What to do tomorrow morning

If you maintain a directory or any small product codebase and want AI-edit quality to climb in a single day:

  1. Open every file in your existing config/ (or create one if it doesn't exist). Make sure each is plain data, exported as const. No business logic mixed in.
  2. Pick the three most-edited files in your repo (git log --pretty=format: --name-only | sort | uniq -c | sort -rn | head). Apply the file-structure rules to each: are types imported from a single source, are conventions consistent, is the naming predictable?
  3. Write or update CLAUDE.md with: build/test commands, your one-sentence architecture summary, the three non-obvious rules. Test it by asking the agent to add a small feature and seeing if it follows the rules.
  4. Add one test for the most-changed function in step 2. Watch the agent reference the test on the next change request.

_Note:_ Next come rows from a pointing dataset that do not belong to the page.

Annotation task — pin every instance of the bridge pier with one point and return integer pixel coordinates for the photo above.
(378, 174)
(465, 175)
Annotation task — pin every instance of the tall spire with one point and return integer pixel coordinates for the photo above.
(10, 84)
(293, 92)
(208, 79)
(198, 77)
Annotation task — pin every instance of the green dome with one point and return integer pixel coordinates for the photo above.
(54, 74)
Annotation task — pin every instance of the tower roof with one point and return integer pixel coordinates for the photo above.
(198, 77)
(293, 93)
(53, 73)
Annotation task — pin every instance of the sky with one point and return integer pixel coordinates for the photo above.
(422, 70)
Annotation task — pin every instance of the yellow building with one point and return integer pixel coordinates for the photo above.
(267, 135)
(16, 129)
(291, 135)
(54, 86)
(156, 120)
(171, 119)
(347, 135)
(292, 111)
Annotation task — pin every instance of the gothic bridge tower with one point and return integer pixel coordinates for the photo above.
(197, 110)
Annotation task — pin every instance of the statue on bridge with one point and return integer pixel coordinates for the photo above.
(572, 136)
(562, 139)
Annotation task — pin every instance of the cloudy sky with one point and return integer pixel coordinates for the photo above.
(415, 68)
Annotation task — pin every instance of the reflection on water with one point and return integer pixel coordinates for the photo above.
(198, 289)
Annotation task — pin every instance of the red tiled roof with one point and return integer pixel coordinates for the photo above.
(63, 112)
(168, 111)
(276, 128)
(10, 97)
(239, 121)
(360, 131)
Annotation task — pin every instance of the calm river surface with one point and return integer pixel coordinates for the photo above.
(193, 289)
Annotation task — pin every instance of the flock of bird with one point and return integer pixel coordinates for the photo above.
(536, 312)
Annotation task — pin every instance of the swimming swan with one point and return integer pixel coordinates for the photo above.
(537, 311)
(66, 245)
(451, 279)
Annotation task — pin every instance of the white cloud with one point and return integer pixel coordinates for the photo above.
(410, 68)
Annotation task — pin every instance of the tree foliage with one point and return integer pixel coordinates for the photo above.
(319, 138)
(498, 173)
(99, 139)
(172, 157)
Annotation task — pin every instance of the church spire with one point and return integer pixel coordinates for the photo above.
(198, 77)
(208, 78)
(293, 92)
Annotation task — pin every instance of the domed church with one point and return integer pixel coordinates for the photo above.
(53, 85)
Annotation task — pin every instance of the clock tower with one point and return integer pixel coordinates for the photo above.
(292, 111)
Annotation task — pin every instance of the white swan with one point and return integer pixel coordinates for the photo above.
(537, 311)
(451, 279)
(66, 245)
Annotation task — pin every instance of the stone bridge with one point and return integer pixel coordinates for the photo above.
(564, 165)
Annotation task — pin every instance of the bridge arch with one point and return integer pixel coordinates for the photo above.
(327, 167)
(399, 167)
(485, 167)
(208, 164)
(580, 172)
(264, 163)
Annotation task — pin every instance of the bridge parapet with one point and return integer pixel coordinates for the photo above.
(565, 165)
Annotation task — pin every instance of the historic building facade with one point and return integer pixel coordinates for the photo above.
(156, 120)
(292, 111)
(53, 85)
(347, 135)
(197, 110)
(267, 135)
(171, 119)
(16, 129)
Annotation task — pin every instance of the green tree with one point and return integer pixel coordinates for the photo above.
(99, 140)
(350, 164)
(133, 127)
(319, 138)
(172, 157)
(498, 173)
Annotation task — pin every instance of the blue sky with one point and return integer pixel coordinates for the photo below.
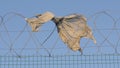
(28, 43)
(29, 8)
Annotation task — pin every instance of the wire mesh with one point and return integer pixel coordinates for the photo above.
(21, 48)
(73, 61)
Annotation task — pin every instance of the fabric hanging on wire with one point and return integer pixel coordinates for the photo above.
(72, 28)
(39, 19)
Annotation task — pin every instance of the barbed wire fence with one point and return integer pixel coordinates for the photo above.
(21, 48)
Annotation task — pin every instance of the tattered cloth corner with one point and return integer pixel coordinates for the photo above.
(72, 28)
(40, 19)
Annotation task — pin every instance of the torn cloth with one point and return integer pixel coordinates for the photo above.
(72, 28)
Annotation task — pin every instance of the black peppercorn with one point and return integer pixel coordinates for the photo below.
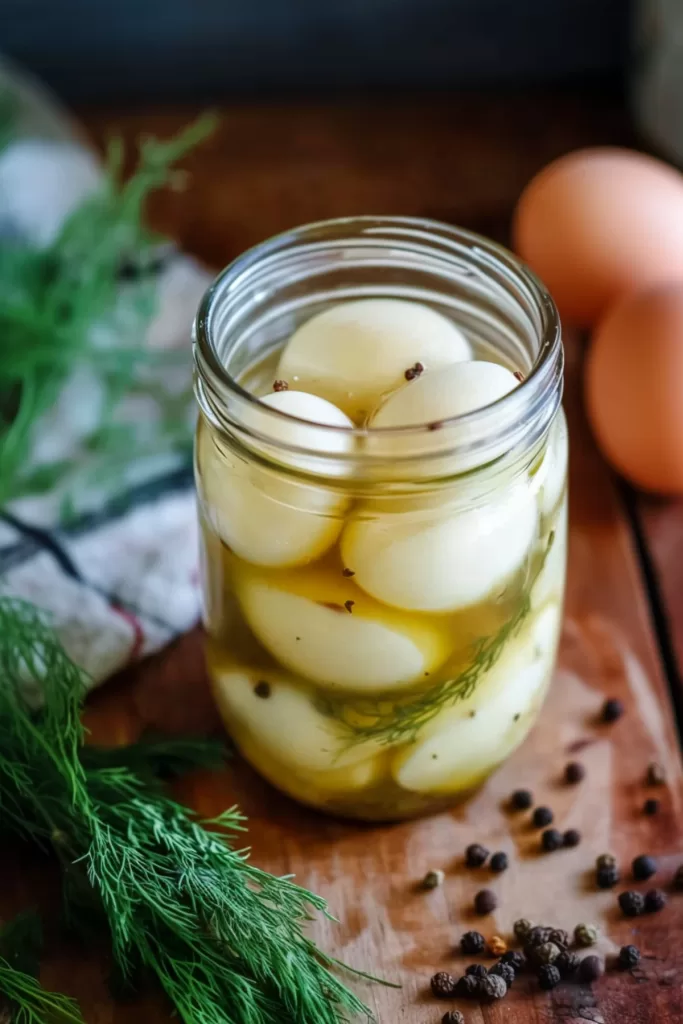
(493, 987)
(476, 855)
(574, 772)
(571, 838)
(559, 937)
(504, 971)
(632, 903)
(551, 840)
(606, 878)
(485, 901)
(644, 867)
(476, 971)
(612, 710)
(567, 963)
(472, 943)
(549, 977)
(654, 901)
(629, 957)
(499, 862)
(467, 987)
(543, 816)
(521, 800)
(443, 985)
(516, 961)
(590, 970)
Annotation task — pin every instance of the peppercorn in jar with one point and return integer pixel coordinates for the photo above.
(381, 465)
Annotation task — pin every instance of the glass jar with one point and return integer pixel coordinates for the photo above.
(383, 605)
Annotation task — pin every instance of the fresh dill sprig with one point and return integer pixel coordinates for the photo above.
(389, 722)
(226, 941)
(22, 995)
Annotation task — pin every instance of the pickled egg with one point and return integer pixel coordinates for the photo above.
(598, 223)
(356, 352)
(318, 625)
(284, 717)
(264, 517)
(458, 749)
(634, 388)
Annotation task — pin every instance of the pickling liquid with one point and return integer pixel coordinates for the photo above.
(347, 701)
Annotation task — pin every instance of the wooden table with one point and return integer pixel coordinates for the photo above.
(464, 160)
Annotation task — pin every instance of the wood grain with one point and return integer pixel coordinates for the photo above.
(462, 160)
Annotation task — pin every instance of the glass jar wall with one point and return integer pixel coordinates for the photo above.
(383, 552)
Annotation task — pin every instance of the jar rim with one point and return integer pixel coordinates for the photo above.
(216, 386)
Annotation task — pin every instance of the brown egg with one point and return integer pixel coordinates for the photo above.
(634, 388)
(600, 222)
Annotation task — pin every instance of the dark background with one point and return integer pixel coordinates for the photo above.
(151, 50)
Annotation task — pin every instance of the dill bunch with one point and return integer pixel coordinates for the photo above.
(225, 940)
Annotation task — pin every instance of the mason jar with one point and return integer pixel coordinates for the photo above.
(382, 600)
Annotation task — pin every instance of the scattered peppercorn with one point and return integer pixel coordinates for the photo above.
(467, 987)
(499, 862)
(567, 963)
(485, 901)
(654, 901)
(476, 971)
(433, 879)
(504, 971)
(521, 800)
(559, 937)
(493, 987)
(644, 867)
(522, 927)
(629, 956)
(551, 840)
(586, 935)
(606, 878)
(442, 985)
(476, 855)
(516, 961)
(574, 772)
(549, 977)
(571, 838)
(472, 943)
(543, 816)
(612, 710)
(590, 970)
(632, 903)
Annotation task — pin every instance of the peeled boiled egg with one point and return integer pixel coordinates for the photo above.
(457, 749)
(598, 223)
(355, 352)
(318, 625)
(634, 388)
(283, 718)
(262, 516)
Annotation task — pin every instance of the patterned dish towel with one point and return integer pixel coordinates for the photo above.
(120, 580)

The investment is half a day. The compounding is months.

Takeaways

  • Push customization into typed config files.
  • Use Zod as your source of truth.
  • Pick a file structure and stick to it ruthlessly.
  • Ship a CLAUDE.md that encodes the non-obvious rules.

An AI-friendly codebase is just a readable codebase, taken seriously. The payoff shows up whether the reader is an AI or your new teammate.